With the Vicodin sample in his bloodstream, and the exchange with Prilo rattling around in his head, Behr found himself in his car texting Lisa Mistretta, and then he found himself in front of her door with a bottle of Patrón Silver under his good arm.
“You must be starting to get the impression that I don’t have anything to do with my nights,” she said. “And you might not be wrong.”
“The way I keep showing up, you must be pretty sure I’m in the same boat.”
She was dressed in jeans and a sweatshirt with her hair pulled back. She let him in and didn’t say anything when he took off his coat, revealing his bandaged arm.

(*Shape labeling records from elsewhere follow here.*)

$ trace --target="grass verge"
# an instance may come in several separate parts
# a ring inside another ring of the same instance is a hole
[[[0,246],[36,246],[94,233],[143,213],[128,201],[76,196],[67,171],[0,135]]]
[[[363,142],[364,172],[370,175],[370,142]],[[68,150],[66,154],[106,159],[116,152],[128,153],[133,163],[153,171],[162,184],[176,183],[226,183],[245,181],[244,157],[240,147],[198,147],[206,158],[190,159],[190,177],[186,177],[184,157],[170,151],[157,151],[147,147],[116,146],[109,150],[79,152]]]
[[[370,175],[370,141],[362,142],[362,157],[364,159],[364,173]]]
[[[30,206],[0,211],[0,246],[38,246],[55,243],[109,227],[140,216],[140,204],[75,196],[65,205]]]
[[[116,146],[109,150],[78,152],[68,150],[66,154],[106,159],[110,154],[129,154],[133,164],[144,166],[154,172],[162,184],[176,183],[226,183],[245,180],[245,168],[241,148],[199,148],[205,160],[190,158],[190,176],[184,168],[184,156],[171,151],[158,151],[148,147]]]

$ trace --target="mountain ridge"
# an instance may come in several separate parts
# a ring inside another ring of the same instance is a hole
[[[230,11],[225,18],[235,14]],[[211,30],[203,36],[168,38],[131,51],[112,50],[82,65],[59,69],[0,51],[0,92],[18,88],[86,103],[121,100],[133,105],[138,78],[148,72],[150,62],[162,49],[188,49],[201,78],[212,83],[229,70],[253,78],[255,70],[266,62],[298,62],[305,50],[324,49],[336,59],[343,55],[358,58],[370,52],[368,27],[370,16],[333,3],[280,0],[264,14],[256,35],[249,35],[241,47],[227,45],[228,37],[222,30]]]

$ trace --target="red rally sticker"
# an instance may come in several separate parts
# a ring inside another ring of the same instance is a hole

They were in the kitchen with drinks before either spoke again.
“You were right, I was wrong,” Behr said.
“You’re gonna find that’s a trend.” She smiled. “About what?”
“About Prilo,” Behr said. “He’s no good for this.”
“How do you know?” she asked.
Behr shrugged.
“Get the fuck out!” she said. “You talked to him?”
“Oh, it was some kind of talk,” Behr said, as he saw her eyes go to his injury.
“He did that to you?” she asked. Behr nodded.
“Stabbed you?”
“Cut me.”
“Tell me everything.”
She poured fresh drinks, and Behr relayed the details of the fight, her eyes flickering with excitement that she barely tried to hide. She poured refills, and they moved to the living room couch and got to the start of the “interview.”
“What’d he know?” she asked.
“Everything,” Behr said. “Nothing, as far as hard facts, nothing about Kendra Gibbons, but everything about our guy and what he’s doing.”
“Fuck me …” she said, for the first time of the evening, and shook her head and sipped her drink as her mind ran.
“He confirmed a repeat signature killer at work, and your assessment about the type.”
“He used the same language?”
“Not as academic as yours, but he’s got a PhD too, you know?”
“Yeah.”
“He said whoever’s doing this is putting the bodies out there, but also putting himself out there,” Behr said.
“He craves the attention.”
“That’s what Prilo said. He’s making a relationship with the world.”
She nodded, deep in thought, and they both fell silent.
“Hey, Behr,” she said, looking up. “How did you get him talking? After you fought and you choked him out. You kind of glossed over that part. I don’t imagine he was real willing.”
“No, he was pretty reluctant …”
“So?”
“Well, I had his hammer in my hand,” Behr said. “And he got convinced.”
That’s when he saw a desire in her eyes that matched the hunger he felt deep inside him. Their bodies came together. She was electric, her body supple and charged. She tasted like tequila and lime squeeze. Their mouths and hands were all over each other, and they started on the couch but weren’t finished until they’d moved to her room and destroyed her bed too. Afterward, Behr lay there in a tangle of sheets, her hair and her smell, drunk and happy and miserable all at once.
Sometime later, it could have been hours, neither of them sleeping, he heard her voice in the darkness and felt her fingers on the mottled buckshot scars along his collarbone.
“Would you have done it? You know, with his hammer …”
The question floated there in the air for a moment. He knew better than to answer it.
“I should go,” he said and started to move.